Profit motive is critical to sustain
business tax deduction claims
Thursday, March 01, 2012
Starting a business is a big move. It also can pay off at tax time thanks to the many deductions an owner can claim as he or she works to make it a success.
But a businessman or woman better make sure that those tax breaks truly are for a business that's started with the intention of turning a profit.
One business operator didn't convince the IRS or a Tax Court judge of his commitment to making money and he ended up owing $3,955.55 in added taxes.
The core issue before Tax Court Judge Carolyn P. Chiechi was whether Theodore Henderson, Jr., was entitled to deduct $9,854 worth of "other expenses" that he claimed on his Schedule C, Profit or Loss From Business, attachment to his 2007 federal income tax return.
"We hold that he is not," ruled Chiechi.
Questioning business commitment: On his Schedule C, Henderson reported a business loss of $14,027 for THJ & Associates, LLC, his marketing business that he had in addition to his full-time job as an employee at another company.
The bulk of THJ expenses were for what Henderson characterized as training costs related to online course and coaching materials. He also tried to write off travel, meals and lodging expenses, as well as dues, subscriptions, telephone and Internet charges.
"A taxpayer is entitled to deduct all the ordinary and necessary expenses paid or incurred during the taxable year in carrying on a trade or business," wrote Chiechi.
But in incurring those expenses, noted the judge, "the taxpayer must be involved in the activity with continuity and regularity. A sporadic activity will not qualify as carrying on a trade or business."
Equally important, said Chiechi, is that the "taxpayer's primary purpose for carrying on the activity must be for income or profit."
Basically, what Chiechi told Henderson is don't pretend you're operating a business just to get deductions.
She found that Henderson "failed to carry his burden of showing for his taxable year 2007 that the primary purpose for any activities that he may have undertaken with respect to his claimed THJ marketing business was for income or profit, that he was involved in his claimed THJ marketing business with continuity and regularity, and that his claimed THJ marketing business was a going concern."
That cost Henderson all of his $12,294 "other expenses," $2,440 of which he conceded wouldn't pass Tax Court muster before the judge got involved, and ended up with him owing the IRS almost $4,000 more dollars.

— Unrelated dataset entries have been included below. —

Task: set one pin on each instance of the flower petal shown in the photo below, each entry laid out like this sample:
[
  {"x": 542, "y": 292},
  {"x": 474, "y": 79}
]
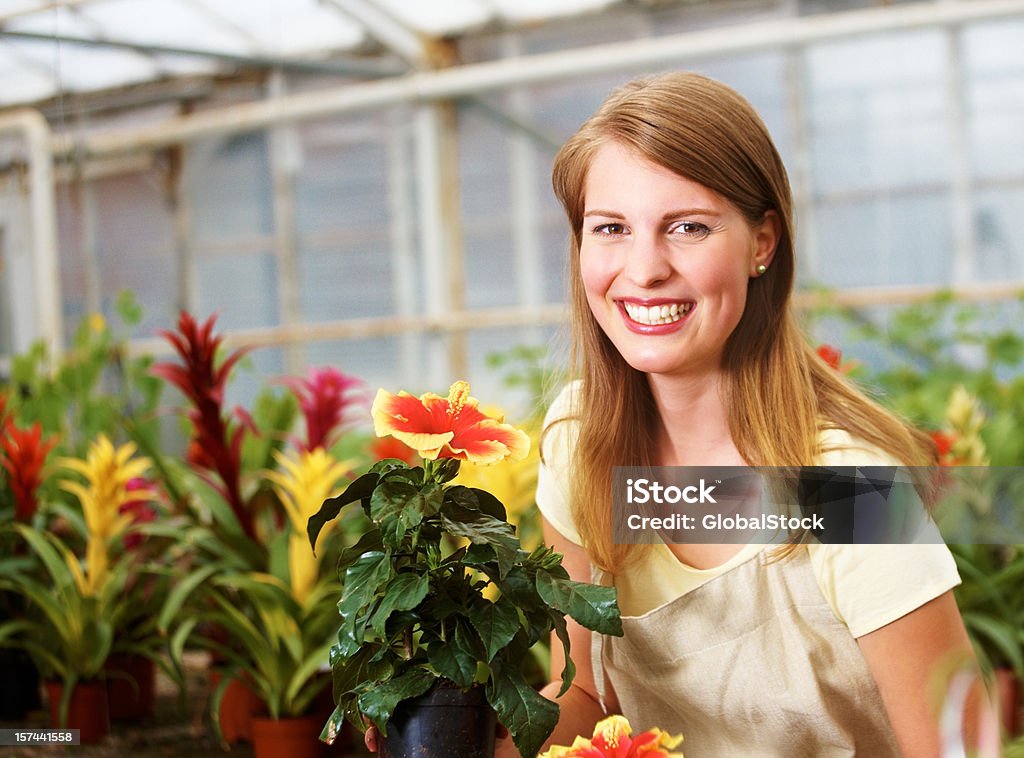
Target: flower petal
[{"x": 489, "y": 441}]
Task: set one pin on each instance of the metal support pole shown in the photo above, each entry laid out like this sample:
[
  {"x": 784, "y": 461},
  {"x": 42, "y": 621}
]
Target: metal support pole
[
  {"x": 806, "y": 243},
  {"x": 32, "y": 127},
  {"x": 525, "y": 208},
  {"x": 285, "y": 159},
  {"x": 440, "y": 236},
  {"x": 962, "y": 199},
  {"x": 403, "y": 279}
]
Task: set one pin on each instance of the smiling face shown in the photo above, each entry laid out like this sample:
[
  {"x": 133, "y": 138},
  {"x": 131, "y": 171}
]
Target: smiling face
[{"x": 666, "y": 262}]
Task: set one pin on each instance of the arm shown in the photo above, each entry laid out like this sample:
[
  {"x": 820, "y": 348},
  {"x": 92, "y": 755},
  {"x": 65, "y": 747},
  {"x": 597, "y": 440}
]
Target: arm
[
  {"x": 580, "y": 708},
  {"x": 907, "y": 659}
]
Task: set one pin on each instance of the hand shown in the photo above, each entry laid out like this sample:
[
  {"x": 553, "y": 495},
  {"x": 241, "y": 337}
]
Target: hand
[{"x": 370, "y": 738}]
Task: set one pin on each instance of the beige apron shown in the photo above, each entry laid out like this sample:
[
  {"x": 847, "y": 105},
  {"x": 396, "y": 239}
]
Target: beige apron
[{"x": 753, "y": 663}]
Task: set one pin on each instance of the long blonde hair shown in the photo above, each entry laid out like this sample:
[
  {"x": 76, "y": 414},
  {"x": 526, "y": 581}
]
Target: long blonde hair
[{"x": 777, "y": 392}]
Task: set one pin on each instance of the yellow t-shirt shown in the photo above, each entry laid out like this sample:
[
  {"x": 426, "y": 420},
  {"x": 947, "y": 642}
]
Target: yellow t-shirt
[{"x": 867, "y": 586}]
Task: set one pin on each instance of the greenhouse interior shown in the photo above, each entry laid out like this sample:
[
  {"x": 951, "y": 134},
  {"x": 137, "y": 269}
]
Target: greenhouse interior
[{"x": 224, "y": 224}]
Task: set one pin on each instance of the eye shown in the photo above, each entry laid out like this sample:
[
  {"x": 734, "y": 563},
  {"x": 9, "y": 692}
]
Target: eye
[
  {"x": 691, "y": 229},
  {"x": 609, "y": 229}
]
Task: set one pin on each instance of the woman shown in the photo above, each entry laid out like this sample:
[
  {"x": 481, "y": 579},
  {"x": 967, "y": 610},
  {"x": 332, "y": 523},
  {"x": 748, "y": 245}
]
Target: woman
[{"x": 682, "y": 268}]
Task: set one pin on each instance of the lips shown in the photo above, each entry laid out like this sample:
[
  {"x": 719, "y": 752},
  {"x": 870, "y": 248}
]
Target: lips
[{"x": 654, "y": 317}]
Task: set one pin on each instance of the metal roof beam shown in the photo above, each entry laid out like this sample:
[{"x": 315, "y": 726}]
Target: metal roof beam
[
  {"x": 473, "y": 79},
  {"x": 387, "y": 30},
  {"x": 41, "y": 7},
  {"x": 347, "y": 68}
]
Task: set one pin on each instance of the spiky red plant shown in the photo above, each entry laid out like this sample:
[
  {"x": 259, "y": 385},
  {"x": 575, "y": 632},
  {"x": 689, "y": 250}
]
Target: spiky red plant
[
  {"x": 23, "y": 455},
  {"x": 215, "y": 449}
]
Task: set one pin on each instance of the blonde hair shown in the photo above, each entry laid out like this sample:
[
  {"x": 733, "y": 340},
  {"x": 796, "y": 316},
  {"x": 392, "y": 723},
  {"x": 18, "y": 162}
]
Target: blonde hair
[{"x": 777, "y": 392}]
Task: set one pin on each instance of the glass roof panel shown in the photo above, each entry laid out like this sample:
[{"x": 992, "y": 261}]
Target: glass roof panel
[
  {"x": 287, "y": 27},
  {"x": 82, "y": 69},
  {"x": 22, "y": 81},
  {"x": 444, "y": 17},
  {"x": 168, "y": 23}
]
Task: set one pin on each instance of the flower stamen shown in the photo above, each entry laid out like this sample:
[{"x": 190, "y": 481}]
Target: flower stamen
[{"x": 458, "y": 394}]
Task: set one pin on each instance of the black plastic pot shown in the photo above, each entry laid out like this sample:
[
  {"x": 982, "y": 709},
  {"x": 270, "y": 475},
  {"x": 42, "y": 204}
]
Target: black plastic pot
[
  {"x": 445, "y": 722},
  {"x": 18, "y": 685}
]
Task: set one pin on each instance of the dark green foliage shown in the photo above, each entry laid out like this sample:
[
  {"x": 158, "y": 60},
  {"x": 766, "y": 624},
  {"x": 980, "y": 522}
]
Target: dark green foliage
[{"x": 414, "y": 608}]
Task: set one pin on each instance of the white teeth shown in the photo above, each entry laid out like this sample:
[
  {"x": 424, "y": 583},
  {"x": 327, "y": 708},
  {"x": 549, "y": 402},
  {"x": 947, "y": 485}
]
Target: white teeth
[{"x": 656, "y": 314}]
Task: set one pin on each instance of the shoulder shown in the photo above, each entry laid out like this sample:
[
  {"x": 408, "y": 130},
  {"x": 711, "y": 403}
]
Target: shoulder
[
  {"x": 554, "y": 475},
  {"x": 839, "y": 448},
  {"x": 565, "y": 404},
  {"x": 869, "y": 586}
]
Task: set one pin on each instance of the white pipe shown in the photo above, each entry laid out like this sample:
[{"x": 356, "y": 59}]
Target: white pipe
[
  {"x": 35, "y": 130},
  {"x": 476, "y": 78}
]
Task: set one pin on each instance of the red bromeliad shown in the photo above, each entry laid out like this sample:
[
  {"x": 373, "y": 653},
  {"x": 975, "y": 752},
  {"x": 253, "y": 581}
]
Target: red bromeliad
[
  {"x": 25, "y": 454},
  {"x": 832, "y": 355},
  {"x": 215, "y": 446},
  {"x": 324, "y": 396}
]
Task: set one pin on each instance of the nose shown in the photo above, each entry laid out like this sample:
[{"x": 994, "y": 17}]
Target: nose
[{"x": 647, "y": 263}]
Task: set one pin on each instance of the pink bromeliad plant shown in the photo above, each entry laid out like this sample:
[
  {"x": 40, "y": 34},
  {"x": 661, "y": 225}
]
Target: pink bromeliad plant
[{"x": 326, "y": 396}]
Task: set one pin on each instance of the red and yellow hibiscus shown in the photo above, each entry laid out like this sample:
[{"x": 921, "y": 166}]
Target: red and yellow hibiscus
[
  {"x": 448, "y": 427},
  {"x": 612, "y": 740}
]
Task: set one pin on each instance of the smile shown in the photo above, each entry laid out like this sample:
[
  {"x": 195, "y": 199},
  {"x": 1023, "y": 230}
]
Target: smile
[{"x": 653, "y": 316}]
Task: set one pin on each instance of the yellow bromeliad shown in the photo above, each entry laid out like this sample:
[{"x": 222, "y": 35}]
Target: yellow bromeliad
[
  {"x": 108, "y": 471},
  {"x": 302, "y": 487}
]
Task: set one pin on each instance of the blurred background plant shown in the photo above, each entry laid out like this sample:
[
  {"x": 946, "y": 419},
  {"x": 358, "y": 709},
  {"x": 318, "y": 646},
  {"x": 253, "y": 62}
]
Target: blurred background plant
[{"x": 956, "y": 370}]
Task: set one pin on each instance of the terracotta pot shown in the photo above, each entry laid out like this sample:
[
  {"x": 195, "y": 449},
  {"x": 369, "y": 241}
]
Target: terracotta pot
[
  {"x": 86, "y": 712},
  {"x": 238, "y": 707},
  {"x": 295, "y": 738},
  {"x": 130, "y": 686},
  {"x": 1008, "y": 690}
]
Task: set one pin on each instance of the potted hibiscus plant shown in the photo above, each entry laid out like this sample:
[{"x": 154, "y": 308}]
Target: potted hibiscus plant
[{"x": 440, "y": 604}]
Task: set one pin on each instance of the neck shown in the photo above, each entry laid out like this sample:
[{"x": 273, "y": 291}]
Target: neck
[{"x": 694, "y": 422}]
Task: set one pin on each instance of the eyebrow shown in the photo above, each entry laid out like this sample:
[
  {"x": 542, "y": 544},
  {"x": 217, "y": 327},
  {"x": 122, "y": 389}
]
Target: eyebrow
[{"x": 667, "y": 217}]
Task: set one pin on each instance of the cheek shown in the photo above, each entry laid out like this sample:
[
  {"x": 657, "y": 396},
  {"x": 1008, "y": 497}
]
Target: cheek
[{"x": 597, "y": 272}]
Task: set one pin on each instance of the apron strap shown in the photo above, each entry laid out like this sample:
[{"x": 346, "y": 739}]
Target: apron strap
[{"x": 597, "y": 650}]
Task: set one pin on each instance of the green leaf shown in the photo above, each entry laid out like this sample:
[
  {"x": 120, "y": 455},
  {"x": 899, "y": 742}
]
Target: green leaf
[
  {"x": 364, "y": 580},
  {"x": 497, "y": 623},
  {"x": 361, "y": 489},
  {"x": 481, "y": 529},
  {"x": 524, "y": 712},
  {"x": 182, "y": 590},
  {"x": 334, "y": 725},
  {"x": 474, "y": 499},
  {"x": 568, "y": 671},
  {"x": 379, "y": 701},
  {"x": 403, "y": 592},
  {"x": 592, "y": 605},
  {"x": 454, "y": 659},
  {"x": 369, "y": 542},
  {"x": 1004, "y": 638}
]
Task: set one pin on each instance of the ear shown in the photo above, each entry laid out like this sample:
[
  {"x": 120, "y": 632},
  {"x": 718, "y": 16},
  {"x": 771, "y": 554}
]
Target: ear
[{"x": 767, "y": 233}]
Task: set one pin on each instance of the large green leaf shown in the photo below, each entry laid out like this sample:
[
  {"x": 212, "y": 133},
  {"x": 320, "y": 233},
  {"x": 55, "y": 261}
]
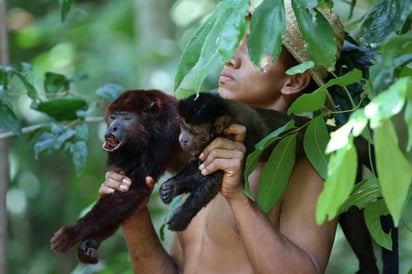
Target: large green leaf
[
  {"x": 373, "y": 213},
  {"x": 314, "y": 28},
  {"x": 316, "y": 100},
  {"x": 383, "y": 19},
  {"x": 254, "y": 157},
  {"x": 314, "y": 143},
  {"x": 389, "y": 102},
  {"x": 214, "y": 42},
  {"x": 266, "y": 30},
  {"x": 339, "y": 184},
  {"x": 363, "y": 193},
  {"x": 276, "y": 172},
  {"x": 394, "y": 170},
  {"x": 9, "y": 121}
]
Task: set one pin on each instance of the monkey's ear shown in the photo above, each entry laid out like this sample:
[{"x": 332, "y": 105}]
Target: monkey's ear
[
  {"x": 152, "y": 105},
  {"x": 221, "y": 123}
]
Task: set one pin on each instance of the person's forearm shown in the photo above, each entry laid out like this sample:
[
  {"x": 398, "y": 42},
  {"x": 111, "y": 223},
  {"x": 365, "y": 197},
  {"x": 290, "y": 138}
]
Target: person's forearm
[
  {"x": 268, "y": 250},
  {"x": 146, "y": 251}
]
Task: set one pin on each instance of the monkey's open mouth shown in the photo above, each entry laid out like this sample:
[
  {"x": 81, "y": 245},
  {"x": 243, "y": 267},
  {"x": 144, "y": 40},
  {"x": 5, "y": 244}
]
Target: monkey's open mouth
[{"x": 111, "y": 143}]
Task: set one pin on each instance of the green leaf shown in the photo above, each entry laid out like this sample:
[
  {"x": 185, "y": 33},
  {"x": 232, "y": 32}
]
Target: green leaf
[
  {"x": 79, "y": 155},
  {"x": 301, "y": 68},
  {"x": 314, "y": 143},
  {"x": 408, "y": 120},
  {"x": 9, "y": 120},
  {"x": 276, "y": 172},
  {"x": 61, "y": 108},
  {"x": 364, "y": 193},
  {"x": 65, "y": 6},
  {"x": 394, "y": 170},
  {"x": 354, "y": 126},
  {"x": 339, "y": 184},
  {"x": 31, "y": 90},
  {"x": 314, "y": 28},
  {"x": 383, "y": 19},
  {"x": 316, "y": 100},
  {"x": 110, "y": 91},
  {"x": 308, "y": 102},
  {"x": 389, "y": 102},
  {"x": 55, "y": 83},
  {"x": 266, "y": 30},
  {"x": 214, "y": 42},
  {"x": 253, "y": 158},
  {"x": 373, "y": 213}
]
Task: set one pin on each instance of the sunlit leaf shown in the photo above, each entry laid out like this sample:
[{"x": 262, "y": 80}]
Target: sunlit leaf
[
  {"x": 9, "y": 120},
  {"x": 383, "y": 19},
  {"x": 214, "y": 41},
  {"x": 314, "y": 143},
  {"x": 373, "y": 213},
  {"x": 316, "y": 100},
  {"x": 389, "y": 102},
  {"x": 276, "y": 172},
  {"x": 253, "y": 158},
  {"x": 339, "y": 184},
  {"x": 301, "y": 68},
  {"x": 364, "y": 193},
  {"x": 395, "y": 178},
  {"x": 266, "y": 30},
  {"x": 314, "y": 28}
]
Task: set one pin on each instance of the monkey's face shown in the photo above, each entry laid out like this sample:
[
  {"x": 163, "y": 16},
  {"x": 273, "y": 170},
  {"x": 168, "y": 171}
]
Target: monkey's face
[
  {"x": 119, "y": 125},
  {"x": 194, "y": 138}
]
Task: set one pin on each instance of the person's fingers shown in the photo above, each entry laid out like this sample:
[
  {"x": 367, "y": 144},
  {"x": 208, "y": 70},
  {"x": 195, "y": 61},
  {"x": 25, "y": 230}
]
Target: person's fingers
[
  {"x": 237, "y": 131},
  {"x": 114, "y": 181}
]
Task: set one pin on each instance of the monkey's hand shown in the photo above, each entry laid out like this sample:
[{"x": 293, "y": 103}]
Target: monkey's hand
[{"x": 64, "y": 239}]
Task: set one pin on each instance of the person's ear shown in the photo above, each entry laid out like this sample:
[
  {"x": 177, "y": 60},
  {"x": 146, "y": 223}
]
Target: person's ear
[{"x": 294, "y": 84}]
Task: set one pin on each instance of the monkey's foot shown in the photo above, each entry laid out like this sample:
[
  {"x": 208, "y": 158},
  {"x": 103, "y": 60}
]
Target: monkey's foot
[
  {"x": 63, "y": 239},
  {"x": 87, "y": 251},
  {"x": 168, "y": 191}
]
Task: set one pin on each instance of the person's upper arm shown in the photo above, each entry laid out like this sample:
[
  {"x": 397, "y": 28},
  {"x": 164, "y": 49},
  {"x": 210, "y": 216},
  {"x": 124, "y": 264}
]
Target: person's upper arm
[
  {"x": 176, "y": 252},
  {"x": 298, "y": 221}
]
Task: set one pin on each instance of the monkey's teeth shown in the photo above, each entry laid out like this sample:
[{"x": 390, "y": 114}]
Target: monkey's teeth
[{"x": 111, "y": 144}]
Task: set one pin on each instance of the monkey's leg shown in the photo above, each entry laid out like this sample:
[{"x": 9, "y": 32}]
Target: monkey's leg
[
  {"x": 101, "y": 221},
  {"x": 208, "y": 188},
  {"x": 186, "y": 180},
  {"x": 390, "y": 258},
  {"x": 357, "y": 234}
]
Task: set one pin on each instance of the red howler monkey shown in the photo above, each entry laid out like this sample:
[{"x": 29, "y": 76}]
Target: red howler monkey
[{"x": 141, "y": 125}]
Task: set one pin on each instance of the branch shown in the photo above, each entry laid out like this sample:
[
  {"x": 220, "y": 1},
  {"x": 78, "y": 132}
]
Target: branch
[{"x": 29, "y": 129}]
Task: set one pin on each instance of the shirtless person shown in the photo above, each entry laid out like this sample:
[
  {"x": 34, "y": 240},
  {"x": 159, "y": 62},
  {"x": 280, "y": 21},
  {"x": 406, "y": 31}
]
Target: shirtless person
[{"x": 232, "y": 234}]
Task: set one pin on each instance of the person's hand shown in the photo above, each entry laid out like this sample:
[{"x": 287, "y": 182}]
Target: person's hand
[{"x": 229, "y": 156}]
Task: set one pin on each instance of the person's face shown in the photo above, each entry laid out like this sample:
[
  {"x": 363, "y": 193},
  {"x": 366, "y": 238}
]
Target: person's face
[{"x": 240, "y": 80}]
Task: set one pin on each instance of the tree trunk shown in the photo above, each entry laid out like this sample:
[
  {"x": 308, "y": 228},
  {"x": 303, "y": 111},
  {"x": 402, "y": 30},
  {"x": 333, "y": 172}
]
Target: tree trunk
[
  {"x": 153, "y": 28},
  {"x": 4, "y": 152}
]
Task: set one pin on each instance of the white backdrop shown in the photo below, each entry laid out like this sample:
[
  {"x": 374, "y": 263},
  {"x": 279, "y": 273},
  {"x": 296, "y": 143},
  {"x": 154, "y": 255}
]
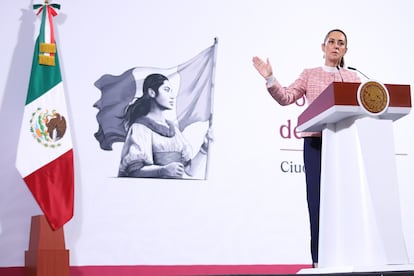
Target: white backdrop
[{"x": 249, "y": 211}]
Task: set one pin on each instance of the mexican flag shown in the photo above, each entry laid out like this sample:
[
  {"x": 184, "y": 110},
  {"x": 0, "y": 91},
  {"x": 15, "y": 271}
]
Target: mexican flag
[{"x": 45, "y": 151}]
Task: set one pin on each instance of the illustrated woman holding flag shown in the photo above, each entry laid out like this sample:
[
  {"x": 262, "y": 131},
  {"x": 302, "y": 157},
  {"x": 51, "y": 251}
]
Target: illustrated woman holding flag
[{"x": 154, "y": 146}]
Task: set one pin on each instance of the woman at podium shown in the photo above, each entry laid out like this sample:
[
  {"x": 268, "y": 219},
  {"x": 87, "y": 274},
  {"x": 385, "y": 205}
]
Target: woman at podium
[{"x": 310, "y": 83}]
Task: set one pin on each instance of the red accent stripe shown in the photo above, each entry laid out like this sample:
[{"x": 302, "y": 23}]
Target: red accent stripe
[
  {"x": 53, "y": 187},
  {"x": 168, "y": 270}
]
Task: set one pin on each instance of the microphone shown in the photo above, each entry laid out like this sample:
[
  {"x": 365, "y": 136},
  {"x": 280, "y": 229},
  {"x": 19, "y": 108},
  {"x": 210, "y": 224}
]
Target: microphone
[
  {"x": 339, "y": 71},
  {"x": 352, "y": 68}
]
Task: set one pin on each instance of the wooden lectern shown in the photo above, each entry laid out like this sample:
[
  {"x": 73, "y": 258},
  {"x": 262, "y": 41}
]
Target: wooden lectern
[
  {"x": 360, "y": 217},
  {"x": 47, "y": 255}
]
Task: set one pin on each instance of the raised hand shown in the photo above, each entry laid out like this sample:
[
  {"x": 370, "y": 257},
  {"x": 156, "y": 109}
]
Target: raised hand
[{"x": 263, "y": 67}]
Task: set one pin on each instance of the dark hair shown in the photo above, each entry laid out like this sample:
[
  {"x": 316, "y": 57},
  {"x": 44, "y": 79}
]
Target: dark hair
[
  {"x": 342, "y": 62},
  {"x": 142, "y": 105}
]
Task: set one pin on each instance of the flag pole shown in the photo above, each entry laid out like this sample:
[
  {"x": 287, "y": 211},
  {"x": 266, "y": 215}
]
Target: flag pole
[{"x": 210, "y": 120}]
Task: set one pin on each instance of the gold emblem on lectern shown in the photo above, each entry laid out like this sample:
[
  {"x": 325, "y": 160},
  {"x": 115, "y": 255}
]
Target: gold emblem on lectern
[{"x": 373, "y": 97}]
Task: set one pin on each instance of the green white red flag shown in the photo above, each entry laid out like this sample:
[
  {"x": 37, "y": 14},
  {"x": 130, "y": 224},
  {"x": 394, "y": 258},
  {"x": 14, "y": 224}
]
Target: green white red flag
[{"x": 45, "y": 151}]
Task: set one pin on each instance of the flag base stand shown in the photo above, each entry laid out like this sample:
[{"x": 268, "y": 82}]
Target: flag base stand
[{"x": 47, "y": 255}]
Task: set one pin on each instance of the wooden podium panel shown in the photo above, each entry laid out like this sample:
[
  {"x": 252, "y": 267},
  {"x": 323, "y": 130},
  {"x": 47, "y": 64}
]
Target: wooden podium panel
[
  {"x": 339, "y": 101},
  {"x": 360, "y": 212},
  {"x": 47, "y": 255}
]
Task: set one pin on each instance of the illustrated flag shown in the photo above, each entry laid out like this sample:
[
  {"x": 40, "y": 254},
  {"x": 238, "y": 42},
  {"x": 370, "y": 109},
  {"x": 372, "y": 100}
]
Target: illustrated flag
[
  {"x": 45, "y": 151},
  {"x": 194, "y": 81}
]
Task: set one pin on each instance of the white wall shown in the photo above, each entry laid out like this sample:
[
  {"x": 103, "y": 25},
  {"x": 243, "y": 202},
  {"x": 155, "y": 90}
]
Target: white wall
[{"x": 248, "y": 211}]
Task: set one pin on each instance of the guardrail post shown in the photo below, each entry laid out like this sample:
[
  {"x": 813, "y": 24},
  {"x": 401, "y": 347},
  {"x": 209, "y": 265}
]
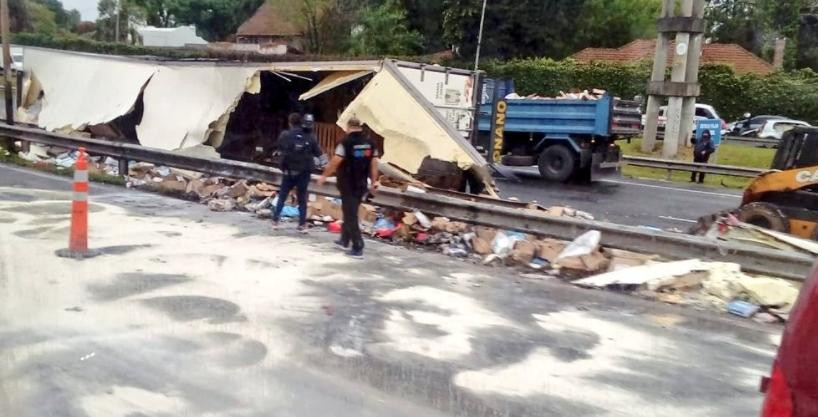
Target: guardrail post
[{"x": 123, "y": 167}]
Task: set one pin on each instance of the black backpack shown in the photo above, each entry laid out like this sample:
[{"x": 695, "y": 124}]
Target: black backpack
[{"x": 297, "y": 153}]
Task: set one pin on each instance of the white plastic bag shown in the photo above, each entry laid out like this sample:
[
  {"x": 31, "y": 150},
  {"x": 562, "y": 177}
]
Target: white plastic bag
[{"x": 582, "y": 245}]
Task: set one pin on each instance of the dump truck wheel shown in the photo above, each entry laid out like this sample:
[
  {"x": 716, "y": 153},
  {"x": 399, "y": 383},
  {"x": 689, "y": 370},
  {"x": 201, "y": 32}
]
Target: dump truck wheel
[
  {"x": 518, "y": 161},
  {"x": 557, "y": 163},
  {"x": 764, "y": 215}
]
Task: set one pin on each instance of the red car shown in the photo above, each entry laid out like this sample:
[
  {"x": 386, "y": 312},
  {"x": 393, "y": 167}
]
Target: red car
[{"x": 792, "y": 389}]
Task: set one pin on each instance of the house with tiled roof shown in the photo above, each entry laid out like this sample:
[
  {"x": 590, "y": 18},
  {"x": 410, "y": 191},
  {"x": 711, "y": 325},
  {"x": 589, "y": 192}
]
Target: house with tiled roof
[
  {"x": 741, "y": 60},
  {"x": 269, "y": 27}
]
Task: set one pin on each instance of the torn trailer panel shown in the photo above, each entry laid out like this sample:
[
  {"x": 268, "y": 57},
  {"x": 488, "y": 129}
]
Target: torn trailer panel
[{"x": 186, "y": 104}]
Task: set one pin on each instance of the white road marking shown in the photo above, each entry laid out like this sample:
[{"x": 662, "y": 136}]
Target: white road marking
[
  {"x": 677, "y": 219},
  {"x": 673, "y": 188}
]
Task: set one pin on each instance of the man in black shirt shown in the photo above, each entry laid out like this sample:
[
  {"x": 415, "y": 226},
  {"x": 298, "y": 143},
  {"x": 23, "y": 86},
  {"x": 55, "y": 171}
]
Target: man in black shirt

Hobby to business: Henderson's case is a perfect example of today's Daily Tax Tip, what you need to think about if you decide to convert your hobby into a business.
In many cases it can be a wise tax move.
If you are getting decent and regular income from your hobby, you'll be able to legitimately deduct the activity's related costs if you make it a real business.
But as the Tax Court case emphasizes, make sure you operate the converted hobby as a real business.
Two tests: The IRS takes two tests into account when it examines whether an activity is a hobby, where you only deduct a limited amount of expenses as miscellaneous deductions subject to the 2 percent of adjusted gross income threshold, or a business, where you can claim many more costs on Schedule C.
The first is the profit test. As the name indicates, it requires that you show you earned money on the activity in three out of five years.
Even in the best of times, that's not possible for all businesses, so the IRS then examines the factors and circumstance to see if you're truly operating your business in a professional manner. Do you:
- Keep good books and records?
- Devote sufficient time to the enterprise?
- Depend on its income for your livelihood?
- Have the appropriate knowledge and background to make the business a success?
These are just a few of the issues the IRS will take into account. And no one is more important than another; it's a cumulative look at your business attempt.
The bottom line is that you must honestly commit to making your business a success. If you don't, the IRS will determine you're just in it for false tax breaks.
And as Judge Chiechi demonstrated, the Tax Court will likely back up the tax agency.